Passé au crible par le contrôleur général des lieux de privation de liberté (CGLPL), le fonctionnement du Centre national d’évaluation (CNE) gagne à être repensé. Dans son avis publié au Journal officiel du 7 décembre, l’autorité administrative dénonce les multiples défaillances de ce service de l’administration pénitentiaire. Décentralisé sur quatre territoires, il est chargé d’accueillir près de 800 détenus chaque année. Responsable de l’examen des situations des personnes incarcérées pour de longues peines, il a pour objectifs de les orienter vers un établissement adapté à leur profil et d’élaborer une synthèse du déroulement de l’incarcération, en fin de condamnation.
Droits fondamentaux bafoués
Or le CGLPL estime que les dispositifs d’évaluation portent atteinte aux droits fondamentaux des détenus. « Les ruptures qu’un placement au CNE entraîne, découragent parfois les condamnés au point de renoncer à demander un aménagement de peine, étape pourtant essentielle d’un parcours de réinsertion », souligne le rapport. Que ce soit pour intégrer le service ou à l’approche d’une fin de peine, les délais d’attente s’avèrent importants, ce qui alourdit les procédures et empêche la préparation d’un projet individuel à l’extérieur. « Il s’agit plus d’un outil de répartition de la population pénale sur le territoire que d’un outil d’individualisation des parcours », conclut le CGLPL. D’autant plus que de nombreux détenus ne comprennent pas l’intérêt du dispositif durant lequel il leur est impossible de travailler et à l’issue duquel ils n’ont pas accès au contenu de la synthèse pluridisciplinaire qui les concerne.
Nécessité de transmettre l'information
Par ailleurs, l’intérêt du parcours s’avère remis en cause, les Spip [services pénitentiaires d’insertion et de probation] et les psychologues de l’établissement de destination ne disposant pas du document d’évaluation initiale. Il en va de même pour ce qui concerne les aménagements de peine.

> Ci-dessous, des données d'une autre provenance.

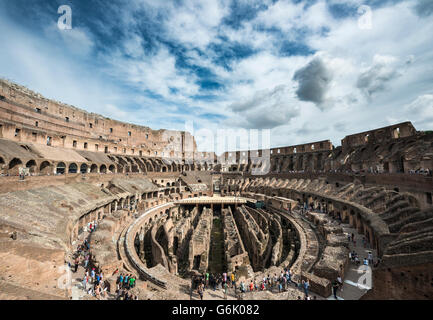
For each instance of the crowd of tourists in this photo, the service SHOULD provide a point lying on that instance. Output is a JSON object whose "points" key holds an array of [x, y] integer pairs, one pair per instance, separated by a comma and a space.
{"points": [[225, 281], [93, 278]]}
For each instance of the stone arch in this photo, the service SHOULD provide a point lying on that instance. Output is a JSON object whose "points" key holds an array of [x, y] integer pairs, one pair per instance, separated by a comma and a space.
{"points": [[31, 164], [93, 168], [73, 168], [149, 166], [45, 167], [83, 168], [61, 168], [174, 167]]}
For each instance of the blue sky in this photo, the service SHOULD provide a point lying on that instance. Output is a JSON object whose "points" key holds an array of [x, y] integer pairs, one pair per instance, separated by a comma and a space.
{"points": [[307, 70]]}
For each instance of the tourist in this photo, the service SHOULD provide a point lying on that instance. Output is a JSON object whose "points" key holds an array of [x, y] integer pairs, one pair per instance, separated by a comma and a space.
{"points": [[340, 282], [370, 258], [335, 286], [93, 274], [306, 287], [365, 264], [225, 290], [200, 291]]}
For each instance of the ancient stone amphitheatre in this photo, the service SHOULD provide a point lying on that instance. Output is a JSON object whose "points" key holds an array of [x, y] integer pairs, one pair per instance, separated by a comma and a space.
{"points": [[166, 211]]}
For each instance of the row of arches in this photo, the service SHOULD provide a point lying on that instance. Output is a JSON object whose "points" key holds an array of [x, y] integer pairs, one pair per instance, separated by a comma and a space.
{"points": [[122, 165]]}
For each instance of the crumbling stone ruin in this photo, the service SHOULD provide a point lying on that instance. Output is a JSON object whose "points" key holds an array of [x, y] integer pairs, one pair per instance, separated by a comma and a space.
{"points": [[165, 211]]}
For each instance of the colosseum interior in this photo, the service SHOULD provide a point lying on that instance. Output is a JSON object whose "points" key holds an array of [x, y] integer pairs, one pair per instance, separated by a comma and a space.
{"points": [[167, 212]]}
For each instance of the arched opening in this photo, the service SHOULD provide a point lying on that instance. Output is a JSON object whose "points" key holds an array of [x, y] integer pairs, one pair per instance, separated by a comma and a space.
{"points": [[45, 167], [31, 165], [83, 168], [14, 166], [93, 168], [73, 168], [61, 168]]}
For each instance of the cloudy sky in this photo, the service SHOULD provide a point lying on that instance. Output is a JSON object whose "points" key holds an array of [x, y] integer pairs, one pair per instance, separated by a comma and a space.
{"points": [[307, 70]]}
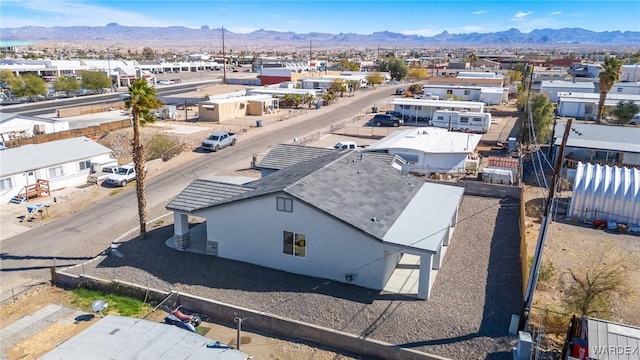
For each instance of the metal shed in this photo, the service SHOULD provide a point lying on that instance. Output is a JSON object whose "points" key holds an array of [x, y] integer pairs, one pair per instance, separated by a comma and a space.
{"points": [[607, 193]]}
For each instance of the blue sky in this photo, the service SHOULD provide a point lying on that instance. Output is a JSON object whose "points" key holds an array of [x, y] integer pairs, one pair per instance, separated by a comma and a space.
{"points": [[426, 18]]}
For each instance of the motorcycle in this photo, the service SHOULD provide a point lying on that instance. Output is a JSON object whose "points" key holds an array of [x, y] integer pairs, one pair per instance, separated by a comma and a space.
{"points": [[182, 320]]}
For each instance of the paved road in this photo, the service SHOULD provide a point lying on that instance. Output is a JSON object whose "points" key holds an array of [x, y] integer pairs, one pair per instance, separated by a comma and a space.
{"points": [[26, 258]]}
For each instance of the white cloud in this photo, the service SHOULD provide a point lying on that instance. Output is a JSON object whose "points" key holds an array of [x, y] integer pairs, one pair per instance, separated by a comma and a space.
{"points": [[521, 15]]}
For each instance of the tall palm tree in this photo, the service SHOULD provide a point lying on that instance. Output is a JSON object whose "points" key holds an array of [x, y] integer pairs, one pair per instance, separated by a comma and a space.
{"points": [[142, 99], [610, 74]]}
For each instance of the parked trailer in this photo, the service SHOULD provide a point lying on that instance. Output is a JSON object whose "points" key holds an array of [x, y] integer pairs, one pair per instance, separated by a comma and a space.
{"points": [[466, 121]]}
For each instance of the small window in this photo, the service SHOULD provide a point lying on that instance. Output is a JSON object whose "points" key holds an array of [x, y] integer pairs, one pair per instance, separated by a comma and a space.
{"points": [[83, 165], [55, 172], [284, 204], [294, 244], [6, 183]]}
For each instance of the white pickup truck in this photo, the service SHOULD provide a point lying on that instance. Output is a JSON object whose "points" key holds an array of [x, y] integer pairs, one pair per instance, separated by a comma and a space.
{"points": [[96, 177], [219, 140], [123, 175]]}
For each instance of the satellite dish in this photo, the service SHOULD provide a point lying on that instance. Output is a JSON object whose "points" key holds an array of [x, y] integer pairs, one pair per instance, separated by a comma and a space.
{"points": [[99, 306]]}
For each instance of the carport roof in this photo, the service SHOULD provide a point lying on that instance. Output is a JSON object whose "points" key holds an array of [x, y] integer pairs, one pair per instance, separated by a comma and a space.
{"points": [[120, 337]]}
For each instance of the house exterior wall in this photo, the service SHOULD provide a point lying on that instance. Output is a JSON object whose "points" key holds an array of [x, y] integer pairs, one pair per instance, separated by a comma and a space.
{"points": [[433, 163], [59, 176], [268, 80], [333, 249]]}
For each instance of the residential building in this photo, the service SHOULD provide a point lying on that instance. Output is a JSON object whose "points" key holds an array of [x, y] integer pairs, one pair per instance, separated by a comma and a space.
{"points": [[344, 216], [54, 165], [429, 150]]}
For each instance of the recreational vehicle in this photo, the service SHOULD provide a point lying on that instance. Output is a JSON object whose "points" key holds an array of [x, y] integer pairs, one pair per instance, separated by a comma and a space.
{"points": [[475, 122]]}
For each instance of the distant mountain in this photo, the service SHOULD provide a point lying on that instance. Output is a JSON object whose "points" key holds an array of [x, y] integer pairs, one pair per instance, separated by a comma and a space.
{"points": [[183, 37]]}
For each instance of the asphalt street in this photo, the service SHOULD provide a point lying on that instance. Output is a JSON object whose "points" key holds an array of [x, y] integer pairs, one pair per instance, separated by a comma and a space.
{"points": [[26, 258]]}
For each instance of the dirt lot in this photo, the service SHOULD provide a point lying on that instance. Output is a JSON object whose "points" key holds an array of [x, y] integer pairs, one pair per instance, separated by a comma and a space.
{"points": [[572, 244], [259, 346]]}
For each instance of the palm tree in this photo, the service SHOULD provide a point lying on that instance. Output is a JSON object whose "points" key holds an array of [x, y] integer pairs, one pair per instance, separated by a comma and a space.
{"points": [[473, 58], [610, 74], [142, 99]]}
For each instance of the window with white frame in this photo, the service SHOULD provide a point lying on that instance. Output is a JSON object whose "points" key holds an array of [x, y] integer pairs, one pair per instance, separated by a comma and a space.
{"points": [[294, 243], [83, 165], [57, 171], [284, 204], [6, 183]]}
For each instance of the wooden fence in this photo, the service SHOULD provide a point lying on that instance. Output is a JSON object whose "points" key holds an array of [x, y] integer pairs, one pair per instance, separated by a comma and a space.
{"points": [[91, 131]]}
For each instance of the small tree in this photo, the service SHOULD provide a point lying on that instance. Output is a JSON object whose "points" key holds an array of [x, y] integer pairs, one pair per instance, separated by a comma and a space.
{"points": [[625, 110], [28, 85], [375, 78], [395, 66], [6, 75], [347, 65], [592, 289], [95, 80], [66, 84]]}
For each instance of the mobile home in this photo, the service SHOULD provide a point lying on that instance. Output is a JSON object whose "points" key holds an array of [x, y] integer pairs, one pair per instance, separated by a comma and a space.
{"points": [[475, 122]]}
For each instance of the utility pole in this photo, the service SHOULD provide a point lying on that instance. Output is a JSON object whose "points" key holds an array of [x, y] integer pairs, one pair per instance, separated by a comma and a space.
{"points": [[542, 236], [239, 321], [224, 61]]}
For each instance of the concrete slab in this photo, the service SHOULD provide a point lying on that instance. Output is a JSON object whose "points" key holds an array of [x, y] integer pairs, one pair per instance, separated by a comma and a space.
{"points": [[404, 279]]}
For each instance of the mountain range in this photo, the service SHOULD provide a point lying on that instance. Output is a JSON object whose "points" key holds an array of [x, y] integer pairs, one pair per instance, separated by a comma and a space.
{"points": [[174, 37]]}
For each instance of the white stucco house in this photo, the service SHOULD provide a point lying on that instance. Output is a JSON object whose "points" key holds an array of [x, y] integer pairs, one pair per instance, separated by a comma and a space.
{"points": [[344, 216], [13, 126], [430, 150], [54, 165]]}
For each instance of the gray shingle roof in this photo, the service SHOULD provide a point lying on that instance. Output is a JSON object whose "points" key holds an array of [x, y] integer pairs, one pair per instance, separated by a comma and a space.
{"points": [[285, 155], [201, 194]]}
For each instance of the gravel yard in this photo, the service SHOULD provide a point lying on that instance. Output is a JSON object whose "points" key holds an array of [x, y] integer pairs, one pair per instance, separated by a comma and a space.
{"points": [[467, 317]]}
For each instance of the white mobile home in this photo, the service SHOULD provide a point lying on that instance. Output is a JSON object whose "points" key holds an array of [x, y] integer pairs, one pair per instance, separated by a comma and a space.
{"points": [[429, 150], [474, 122], [488, 95], [423, 110], [554, 87], [59, 164]]}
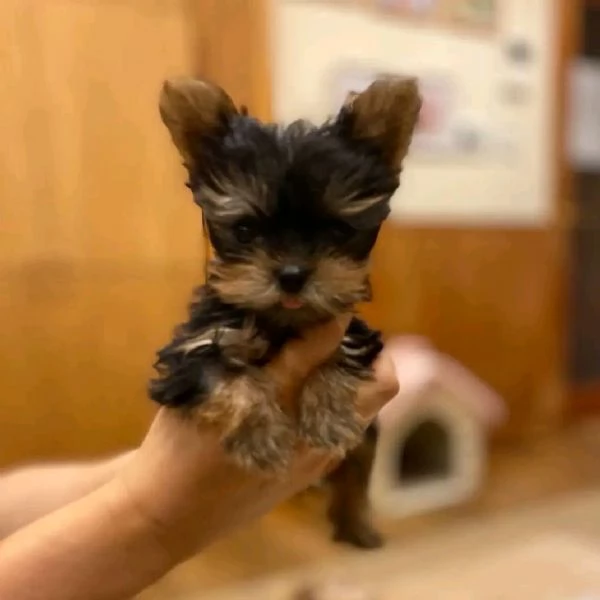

Pour leur part, les professionnels du CNE ne disposent pas des informations nécessaires pour assurer leur mission d’affectation : offres de formation, infrastructures adaptées aux personnes handicapées... « Chaque site se constitue artisanalement des fiches sur les établissements sans qu’aucune mutualisation n’en soit faite au niveau central, ni entre sites », détaille l’avis. L’évaluation de fin de peine permettrait aussi de constater que de nombreux individus effectuent leur incarcération sans amorcer le moindre travail sur les faits responsables de la condamnation ni sur un projet de sortie.
Coordination inexistante
Dans ce contexte et alors qu’un nouveau site spécialisé dans l’évaluation de fin de peine d’auteurs d’infractions terroristes est créé au centre pénitentiaire de Vendin-le-Vieil (Pas-de-Calais), le CGLPL appelle à l’évolution du dispositif.
Parmi les préconisations, la nécessité pour la direction de l’administration pénitentiaire de fournir au Centre national d’évaluation ainsi qu’aux détenus concernés des informations précises concernant les établissements de destination et les délais de disponibilité. Le pilotage de l’activité du service et la coordination des actions menées doivent être effectifs pour être transmis aux services pénitentiaires et aux chefs d’établissement.
Adressé aux ministres de la Santé et de la Justice, l’avis du CGLPL n'a fait, pour l’heure, l’objet d’aucune réponse.